Software Tuning, Performance Optimization & Platform Monitoring
Discussion regarding monitoring and software tuning methodologies, Performance Monitoring Unit (PMU) of Intel microprocessors, and platform updating.

doubt about MFENCE instruction

MChau9
Beginner
948 Views

Hello All,

can anybody confirm weather MFENCE instruction ensures committing the stores to final destination memory or it just flushes the stores out of CPU's local buffer to BIU.

Though intel software developers guide says MFENCE ensures global visibility of the preceding load/stores, but does it apply to IOMEM also.

 

Background : i've been writing program to calculate Latency for PIO write to PCIe based FPGA memory. my problem is how to ensure that PIO write is completed, since it is posted write.

Pseudo code is --

 

          1) open device

          2) mmap device memory to program address space

          3) clock-gettime(CLOCK_MONOTONIC, &start)

          4) PIO_write to mmap'ed memory

          5) _____________ (ensure write to destination memory)

          6) clock_gettime(CLOCK_MONOTONIC, &end)

          7) latency = end-start

 

I have two option for step 5)

          --> either i must assert the PIO read to FPGA memory after the PIO write to make sure PIO write completed as they are  processed in order.

                    problem with this is, it spoils the actual latency figure as PIO read adds lots of latency (overhead of PIO read is higher than PIO write)

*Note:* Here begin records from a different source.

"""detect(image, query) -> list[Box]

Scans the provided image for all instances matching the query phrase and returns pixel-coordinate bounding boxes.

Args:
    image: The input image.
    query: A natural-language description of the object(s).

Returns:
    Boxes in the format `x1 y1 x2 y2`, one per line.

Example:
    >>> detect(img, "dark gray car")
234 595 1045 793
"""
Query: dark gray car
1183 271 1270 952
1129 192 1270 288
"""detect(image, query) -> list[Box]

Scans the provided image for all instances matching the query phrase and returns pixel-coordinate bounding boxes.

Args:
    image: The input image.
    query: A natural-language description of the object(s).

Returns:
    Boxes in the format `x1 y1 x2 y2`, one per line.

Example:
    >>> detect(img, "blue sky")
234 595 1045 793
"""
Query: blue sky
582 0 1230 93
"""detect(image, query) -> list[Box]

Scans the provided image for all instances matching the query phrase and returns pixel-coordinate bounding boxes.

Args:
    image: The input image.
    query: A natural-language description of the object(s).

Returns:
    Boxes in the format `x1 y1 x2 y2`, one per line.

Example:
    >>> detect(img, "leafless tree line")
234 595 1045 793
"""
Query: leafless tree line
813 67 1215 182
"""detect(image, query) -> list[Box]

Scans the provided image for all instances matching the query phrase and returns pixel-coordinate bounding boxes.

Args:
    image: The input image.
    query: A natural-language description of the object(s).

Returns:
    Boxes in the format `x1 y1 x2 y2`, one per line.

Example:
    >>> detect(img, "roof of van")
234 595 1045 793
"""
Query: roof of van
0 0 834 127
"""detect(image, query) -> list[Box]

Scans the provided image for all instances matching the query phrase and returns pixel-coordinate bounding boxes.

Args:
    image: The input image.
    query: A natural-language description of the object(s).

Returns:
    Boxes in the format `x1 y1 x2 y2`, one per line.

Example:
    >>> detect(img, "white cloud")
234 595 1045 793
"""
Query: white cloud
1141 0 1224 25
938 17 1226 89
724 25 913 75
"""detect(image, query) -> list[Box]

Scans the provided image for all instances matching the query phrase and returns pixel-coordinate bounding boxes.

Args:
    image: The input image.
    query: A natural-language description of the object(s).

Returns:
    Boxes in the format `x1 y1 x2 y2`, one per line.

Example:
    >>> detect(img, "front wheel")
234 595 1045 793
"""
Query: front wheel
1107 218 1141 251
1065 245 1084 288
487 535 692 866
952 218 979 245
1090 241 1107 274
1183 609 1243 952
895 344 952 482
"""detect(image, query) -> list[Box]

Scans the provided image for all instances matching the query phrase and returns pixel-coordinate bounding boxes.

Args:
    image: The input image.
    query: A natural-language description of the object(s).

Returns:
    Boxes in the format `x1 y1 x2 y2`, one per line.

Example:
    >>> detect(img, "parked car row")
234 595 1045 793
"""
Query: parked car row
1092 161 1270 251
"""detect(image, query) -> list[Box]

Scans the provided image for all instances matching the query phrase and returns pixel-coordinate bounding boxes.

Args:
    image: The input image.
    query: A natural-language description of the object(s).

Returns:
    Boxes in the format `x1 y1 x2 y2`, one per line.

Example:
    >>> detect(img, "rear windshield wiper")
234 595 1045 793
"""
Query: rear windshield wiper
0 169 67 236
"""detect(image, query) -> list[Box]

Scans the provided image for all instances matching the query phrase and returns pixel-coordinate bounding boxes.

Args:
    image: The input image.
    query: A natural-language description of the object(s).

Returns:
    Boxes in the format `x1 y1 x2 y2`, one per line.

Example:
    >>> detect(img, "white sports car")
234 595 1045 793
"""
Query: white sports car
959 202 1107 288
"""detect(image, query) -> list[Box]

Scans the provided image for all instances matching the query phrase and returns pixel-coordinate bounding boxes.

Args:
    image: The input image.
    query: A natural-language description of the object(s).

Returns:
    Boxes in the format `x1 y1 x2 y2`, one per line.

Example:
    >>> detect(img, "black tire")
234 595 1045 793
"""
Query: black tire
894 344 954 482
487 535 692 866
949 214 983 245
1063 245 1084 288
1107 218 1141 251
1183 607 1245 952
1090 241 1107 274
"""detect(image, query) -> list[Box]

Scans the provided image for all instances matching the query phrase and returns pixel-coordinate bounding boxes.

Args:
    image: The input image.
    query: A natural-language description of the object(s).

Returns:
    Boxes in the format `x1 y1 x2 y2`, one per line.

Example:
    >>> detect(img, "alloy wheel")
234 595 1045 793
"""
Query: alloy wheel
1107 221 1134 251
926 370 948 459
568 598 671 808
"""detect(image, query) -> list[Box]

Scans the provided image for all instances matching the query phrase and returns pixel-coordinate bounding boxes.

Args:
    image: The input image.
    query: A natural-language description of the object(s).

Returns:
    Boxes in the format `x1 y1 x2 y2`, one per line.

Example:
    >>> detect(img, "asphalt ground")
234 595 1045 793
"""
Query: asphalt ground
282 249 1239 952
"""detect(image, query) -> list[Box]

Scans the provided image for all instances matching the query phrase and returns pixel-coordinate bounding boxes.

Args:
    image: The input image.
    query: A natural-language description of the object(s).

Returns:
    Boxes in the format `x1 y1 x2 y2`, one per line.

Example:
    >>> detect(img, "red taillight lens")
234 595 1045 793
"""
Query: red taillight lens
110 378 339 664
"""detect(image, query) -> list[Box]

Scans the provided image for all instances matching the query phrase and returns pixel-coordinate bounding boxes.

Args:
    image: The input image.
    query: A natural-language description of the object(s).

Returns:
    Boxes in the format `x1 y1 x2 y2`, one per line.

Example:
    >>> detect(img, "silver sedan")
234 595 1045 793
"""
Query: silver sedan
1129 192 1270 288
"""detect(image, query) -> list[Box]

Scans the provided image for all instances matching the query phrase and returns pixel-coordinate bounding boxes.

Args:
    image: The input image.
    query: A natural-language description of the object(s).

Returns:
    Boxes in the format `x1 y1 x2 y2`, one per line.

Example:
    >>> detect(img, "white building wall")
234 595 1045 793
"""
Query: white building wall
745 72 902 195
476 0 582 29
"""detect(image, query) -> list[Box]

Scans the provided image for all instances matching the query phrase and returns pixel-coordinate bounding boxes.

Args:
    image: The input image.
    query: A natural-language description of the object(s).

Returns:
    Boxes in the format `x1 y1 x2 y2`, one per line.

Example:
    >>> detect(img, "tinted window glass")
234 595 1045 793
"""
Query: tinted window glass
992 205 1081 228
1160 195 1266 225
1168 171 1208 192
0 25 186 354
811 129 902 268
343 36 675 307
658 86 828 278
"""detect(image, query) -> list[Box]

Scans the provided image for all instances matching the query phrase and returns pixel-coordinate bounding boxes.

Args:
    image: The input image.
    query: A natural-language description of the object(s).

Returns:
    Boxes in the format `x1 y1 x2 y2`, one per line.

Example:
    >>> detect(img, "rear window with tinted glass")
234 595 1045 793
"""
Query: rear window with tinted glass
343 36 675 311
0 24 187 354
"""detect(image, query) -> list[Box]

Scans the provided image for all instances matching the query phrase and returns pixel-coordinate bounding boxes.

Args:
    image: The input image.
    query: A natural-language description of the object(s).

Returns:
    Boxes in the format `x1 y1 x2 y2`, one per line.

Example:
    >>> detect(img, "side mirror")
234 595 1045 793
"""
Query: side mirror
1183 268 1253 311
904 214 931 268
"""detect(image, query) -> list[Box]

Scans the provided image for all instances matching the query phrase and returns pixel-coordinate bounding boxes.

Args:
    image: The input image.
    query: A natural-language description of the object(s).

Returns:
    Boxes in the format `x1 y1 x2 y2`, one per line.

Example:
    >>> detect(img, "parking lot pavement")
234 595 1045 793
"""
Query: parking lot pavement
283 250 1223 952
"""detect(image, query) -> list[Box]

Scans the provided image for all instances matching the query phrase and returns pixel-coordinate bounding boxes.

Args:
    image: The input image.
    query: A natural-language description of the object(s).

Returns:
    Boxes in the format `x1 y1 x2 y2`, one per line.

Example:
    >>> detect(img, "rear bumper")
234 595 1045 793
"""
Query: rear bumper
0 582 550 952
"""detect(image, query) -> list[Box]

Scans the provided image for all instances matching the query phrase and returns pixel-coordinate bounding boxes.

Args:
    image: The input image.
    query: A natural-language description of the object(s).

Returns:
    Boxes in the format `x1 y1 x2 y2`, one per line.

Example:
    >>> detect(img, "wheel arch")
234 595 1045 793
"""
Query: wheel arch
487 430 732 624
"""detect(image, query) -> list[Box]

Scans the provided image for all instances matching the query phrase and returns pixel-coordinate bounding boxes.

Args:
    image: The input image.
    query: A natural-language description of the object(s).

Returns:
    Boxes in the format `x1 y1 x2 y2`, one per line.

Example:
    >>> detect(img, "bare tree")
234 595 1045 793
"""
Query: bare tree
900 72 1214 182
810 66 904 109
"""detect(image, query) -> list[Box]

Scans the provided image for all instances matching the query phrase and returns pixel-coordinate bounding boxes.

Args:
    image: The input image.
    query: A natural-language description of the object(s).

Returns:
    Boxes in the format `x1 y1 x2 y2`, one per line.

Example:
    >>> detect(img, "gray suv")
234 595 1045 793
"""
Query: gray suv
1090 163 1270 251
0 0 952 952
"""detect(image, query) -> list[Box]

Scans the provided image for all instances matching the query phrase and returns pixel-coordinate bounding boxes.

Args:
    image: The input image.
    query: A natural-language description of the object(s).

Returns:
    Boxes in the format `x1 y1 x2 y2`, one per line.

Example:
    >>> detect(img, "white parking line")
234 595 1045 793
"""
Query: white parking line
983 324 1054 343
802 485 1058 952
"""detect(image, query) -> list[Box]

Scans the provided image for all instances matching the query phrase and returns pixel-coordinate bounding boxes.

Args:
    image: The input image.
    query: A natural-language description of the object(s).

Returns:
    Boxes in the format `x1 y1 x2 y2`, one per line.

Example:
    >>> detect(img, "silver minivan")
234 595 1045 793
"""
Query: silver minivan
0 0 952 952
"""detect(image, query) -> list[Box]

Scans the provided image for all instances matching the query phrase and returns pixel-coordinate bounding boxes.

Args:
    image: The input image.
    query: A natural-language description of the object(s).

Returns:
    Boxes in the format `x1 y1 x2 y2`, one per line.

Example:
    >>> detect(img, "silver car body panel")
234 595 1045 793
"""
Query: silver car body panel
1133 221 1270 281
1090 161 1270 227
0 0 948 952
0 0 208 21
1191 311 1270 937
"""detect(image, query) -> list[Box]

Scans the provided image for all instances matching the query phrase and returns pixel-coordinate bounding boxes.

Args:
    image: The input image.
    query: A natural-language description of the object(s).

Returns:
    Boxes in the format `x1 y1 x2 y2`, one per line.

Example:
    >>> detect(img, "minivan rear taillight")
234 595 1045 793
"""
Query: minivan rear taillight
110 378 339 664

          --> i can use MFENCE

                    Problem with this is , does it ensures data written to FPGA memory OR it only ensures writing is initiated (CPU handover data to TLP layer of PCIe and MFENCE returns)

 

is there something else available than these two. if no, which one of these is more justified for calculating high precision PIO write latency.

 

Any clarification is highly appreciated.

0 Kudos
1 Solution
McCalpinJohn
Honored Contributor III
948 Views

My PCIe write throughput tests typically used 2MiB payloads.    Each cache line was written using 4 consecutive 128-bit nontemporal stores.    The processor only has a handful of Write-Combining buffers.  The actual number does not matter, it will be negligible compared to the 32768 cache lines in a 2MiB region.  So even if the ending timer is read before the write-combining buffers have flushed, the underestimate of the elapsed time could not be as large as 1/1000th of the measured time.

For shorter tests I would probably do tests with and without MFENCE, and would look at elapsed time as a function of transfer size to see if there is any indication of systematic variation from the expected timings.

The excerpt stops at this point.